毕竟,刚才在飞姆托面前,他们确实连挣扎的资格都没有。
“是啊。”他摊了摊手,声音里带着自暴自弃的轻快,“被一个老怪物追着跑,还挺丢人的,菊池小姐要帮我们出气吗?”
飞姆托的脚步也停了。
三十米的距离,他站在雾气中,手杖抵着地面,歪着头打量菊池梦,金发滑落肩侧,那双眼睛里闪着恶作剧的光。

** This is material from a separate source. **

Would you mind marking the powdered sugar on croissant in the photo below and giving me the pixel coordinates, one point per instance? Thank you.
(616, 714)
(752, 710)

“啊哈。”他轻声说,像发现了什么不得了的珍宝,“来了,来了,终于来了。”
他上前一步。
菊池梦没动。
他再上前一步。
菊池梦依然没动,只是那双浅栗色的眼睛微微眯起,“克劳斯先生,这个人在你们的世界应该是很厉害的人吧,所以你不要不出手。”
克劳斯虎背熊腰的身影挡在她身前,掌心血色光芒已经开始凝聚,“飞姆托是十三王之一,菊池小姐,他的危险程度远超血界眷属,我不能让你一个人面对。”
“还是不要了吧。”菊池梦轻轻按住他的手腕,“他没有恶意。”
克劳斯沉默了两秒,“没有恶意?”
他忽然觉得,自己可能真的年纪大了,理解不了这位魔法使小姐的思维方式,但看着她清澈的眼睛,他最终还是收回了掌心的光芒,低声道,“你确定吗?”
“确定呀。”菊池梦拍手,条野采菊和末广铁肠两人直接瞬移到她的背后,她自己反而位移到敌人的面前。
菊池梦凑近飞姆托,认真地说,“你应该是能察觉世界变得不一样的那一类最厉害的人吧,有问题可以直接找我,不用追着无辜的人跑。”
飞姆托愣了两秒,忽然爆发出一阵大笑,笑得前仰后合,金发在雾气中乱舞,“有趣!太有趣了!”
他伸手,想碰菊池梦的脸,却被克劳斯不动声色地挡开,他也不恼,只是歪着头,整个人闪着千年未有的真实,“小女孩,你叫什么名字?”
菊池梦歪了歪头,“我是菊池梦,你呢。”
“嗯?!”飞姆托夸张地捂住胸口,像被什么击中了一样,“你居然敢问我的名字?你不怕我吗?我可是堕落王哦,活了千年的魔导士,创造了世上所有魔导传说的人哦?”
菊池梦想了想,“我知道,扎普科普过。”
“扎普是谁?”
“一个讨厌的人。”
飞姆托又是一阵大笑,笑得前仰后合,“哈哈哈,你、你这个人太有意思了,一个讨厌的人说的关于我的话,你就这样随便听听吗?”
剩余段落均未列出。